On June 18, when you open the DeepSeek web page and APP, almost all users will find that there is an image recognition mode to the right of the previous quick mode and expert mode. This means that many users who have not been tested by grayscale can finally use DeepSeek to process images.

At present, DeepSeek has not officially released a public introduction, and the model interface still displays "image understanding function under internal testing." There is speculation that this time it is a full test push. However, Chen Xiaokang, head of the DeepSeek multi-modal team, mentioned on social media today that the visual mode has been officially launched on web pages and applications, "try these new eyes."

It is worth mentioning that just 5 days ago, Chen Xiaokang followed the hot spot and sent the "green duck leg" of Auntie Goose Leg to DeepSeek for identification.

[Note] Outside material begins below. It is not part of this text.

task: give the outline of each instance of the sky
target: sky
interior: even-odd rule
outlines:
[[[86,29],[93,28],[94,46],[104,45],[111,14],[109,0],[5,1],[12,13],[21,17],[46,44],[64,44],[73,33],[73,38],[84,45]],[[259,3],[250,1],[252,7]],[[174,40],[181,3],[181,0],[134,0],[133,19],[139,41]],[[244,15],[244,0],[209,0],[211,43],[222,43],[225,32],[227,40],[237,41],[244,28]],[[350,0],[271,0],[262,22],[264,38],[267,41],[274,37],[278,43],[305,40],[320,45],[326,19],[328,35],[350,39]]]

Judging from the reply, DeepSeek was able to identify that it was not a goose leg, and also suggested that the green color may be a food safety hazard. “If there had been DeepSeek back then, there wouldn’t have been a ‘Duck War’ this year.” He joked.

In this comment area, some users asked why the visual function was not yet available. At that time, Chen Xiaokang replied, "Only a small number of users can use grayscale (test)." At the end of April this year, the DeepSeek image recognition mode launched a grayscale test, and it was opened to a wide range of users in May. However, many users still did not use it until this time it seemed that it was open to all users for testing.
How effective is DeepSeek in image recognition? A reporter from China Business News got started and experienced it, and the effects were different in different situations.
I sent DeepSeek an architectural drawing of the Bund in Shanghai and asked where it was. DeepSeek gave a normal answer in 16 seconds. It analyzed the four main buildings and also answered that the white arch bridge is "most likely Zhapu Road Bridge", which is a classic photography angle.

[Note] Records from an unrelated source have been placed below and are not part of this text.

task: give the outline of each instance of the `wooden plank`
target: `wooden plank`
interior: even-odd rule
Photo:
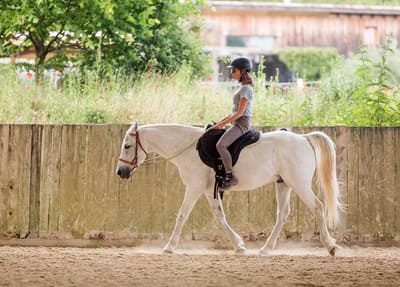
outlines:
[[[29,194],[29,237],[39,237],[40,224],[40,160],[42,126],[33,125],[31,138],[31,177]]]
[[[396,162],[394,128],[381,128],[382,154],[380,159],[382,236],[385,239],[395,237],[395,197],[396,197]],[[400,189],[397,189],[400,190]]]
[[[112,206],[106,204],[106,193],[110,188],[110,177],[115,176],[110,159],[114,153],[114,134],[106,125],[91,125],[87,128],[87,178],[85,186],[85,236],[99,236],[105,232],[106,219],[117,218],[117,212],[110,213]],[[102,180],[99,180],[102,179]],[[114,186],[117,192],[118,185]],[[117,221],[117,220],[115,220]],[[115,222],[114,221],[114,222]],[[96,235],[97,233],[97,235]],[[91,235],[92,234],[92,235]]]
[[[140,196],[143,190],[139,189],[140,182],[138,177],[143,172],[138,170],[132,179],[119,179],[119,192],[117,197],[118,218],[117,225],[108,225],[108,230],[111,232],[120,233],[118,236],[127,237],[131,234],[140,234]],[[139,174],[139,176],[138,176]],[[136,184],[135,184],[136,183]]]
[[[385,210],[389,208],[389,206],[384,206],[384,200],[382,197],[386,196],[384,188],[385,188],[385,174],[383,173],[383,150],[384,150],[384,142],[383,142],[383,133],[385,128],[372,128],[373,134],[372,137],[372,153],[370,156],[372,157],[371,168],[370,168],[370,178],[373,179],[370,187],[370,194],[372,197],[372,218],[374,221],[372,222],[372,234],[375,239],[383,239],[383,230],[384,230],[384,217]]]
[[[400,127],[394,130],[394,173],[395,173],[395,196],[394,196],[394,238],[400,240]]]
[[[61,125],[42,126],[39,236],[57,236],[60,214]]]
[[[87,127],[87,179],[84,197],[84,233],[88,234],[104,229],[104,179],[109,177],[109,158],[106,157],[109,135],[105,126],[90,125]],[[100,140],[102,139],[102,140]],[[102,180],[99,180],[101,178]],[[89,236],[90,237],[90,236]]]
[[[336,128],[336,171],[337,179],[339,182],[340,199],[344,204],[347,204],[348,197],[348,143],[349,143],[350,130],[347,127]],[[341,214],[341,220],[336,231],[344,234],[346,233],[347,217],[346,214]]]
[[[346,233],[358,240],[360,231],[359,202],[359,165],[360,165],[360,132],[361,128],[348,128],[347,137],[347,206]]]
[[[9,188],[10,125],[0,125],[0,232],[7,232]]]
[[[156,165],[159,165],[157,163]],[[163,163],[162,163],[163,164]],[[151,165],[141,166],[130,181],[129,190],[133,197],[137,196],[134,209],[135,227],[139,234],[150,236],[153,230],[153,167]],[[133,210],[131,209],[131,212]],[[120,218],[122,220],[122,218]],[[126,226],[125,226],[126,228]]]
[[[22,238],[29,234],[31,140],[31,126],[10,127],[7,230]]]
[[[373,154],[373,137],[375,128],[362,128],[360,130],[360,165],[359,165],[359,212],[360,233],[364,240],[372,240],[374,237],[374,209],[376,200],[374,196],[375,182],[371,174]]]
[[[87,126],[64,126],[61,144],[61,237],[82,238],[85,231]]]
[[[117,160],[120,154],[121,138],[122,134],[125,133],[125,128],[122,131],[120,125],[107,125],[102,128],[100,139],[105,139],[105,149],[104,149],[104,189],[103,189],[103,226],[102,229],[105,232],[105,238],[115,238],[118,234],[115,231],[119,230],[119,201],[118,197],[120,195],[120,178],[115,174],[117,167]],[[104,164],[103,163],[103,164]],[[101,177],[98,177],[100,179]],[[128,217],[128,219],[131,219]]]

However, DeepSeek may not be able to recognize the popular Cape Verdean goalkeeper Vozinha these days. DeepSeek spent more than a minute thinking deeply. During the thinking process, Cape Verde was mentioned several times, but it could not correspond to the specific player. In the end, it gave a completely wrong answer.

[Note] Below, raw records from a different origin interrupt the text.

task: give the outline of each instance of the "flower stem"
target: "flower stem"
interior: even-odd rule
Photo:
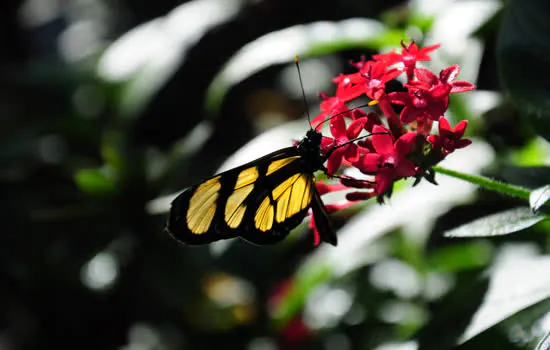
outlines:
[[[531,191],[526,188],[510,185],[502,181],[493,180],[484,176],[464,174],[458,171],[445,169],[438,166],[433,167],[433,170],[436,173],[445,174],[455,177],[457,179],[468,181],[487,190],[504,193],[512,197],[529,200],[529,195],[531,194]]]

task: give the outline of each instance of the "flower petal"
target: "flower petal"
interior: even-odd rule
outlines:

This may be because Woznia was not well-known before and was not included in the large model training data. At the same time, DeepSeek's image recognition mode does not have an online search function, so it cannot identify current hot figures.
The reporter noticed that on social platforms, there was feedback from users who had long been covered by grayscale tests. DeepSeek’s image recognition ability exceeded the average level of domestic models, but compared with top overseas models, there was still a gap in complex image understanding and detailed reasoning.
Specifically, in scenarios such as daily screenshots, error messages, tables, papers, and web page content, DeepSeek's image recognition is basically sufficient and very fast. But if it is a more complex picture, such as a multi-layer logic flow chart or a complex data chart, the accuracy will begin to decrease. However, the above-mentioned users believe that considering the price and openness, DeepSeek is still worth using.
Just on April 30, DeepSeek released a report on multi-modal technology, "Thinking with Visaul Primitives", explaining the details behind multi-modal technology. But soon everyone discovered that the official deleted the multi-modal warehouse and the original text of the paper overnight, and the Github interface was already in a "404" status.
At that time, there were many speculations from the outside world. Some believed that DeepSeek was not ready yet, while others believed that the paper revealed too much information. In the paper, DeepSeek believes that the current multi-modal model collapses on complex tasks not because of invisibility (perception gap), but because of "inaccurate pointing" (citation gap). The future of multimodal intelligence is not just about “seeing more pixels”, but about building a precise and unambiguous reference bridge between language and vision.
At present, DeepSeek has not publicly announced the launch of the image recognition mode. The technical details of this mode and more news still need to wait for the official introduction.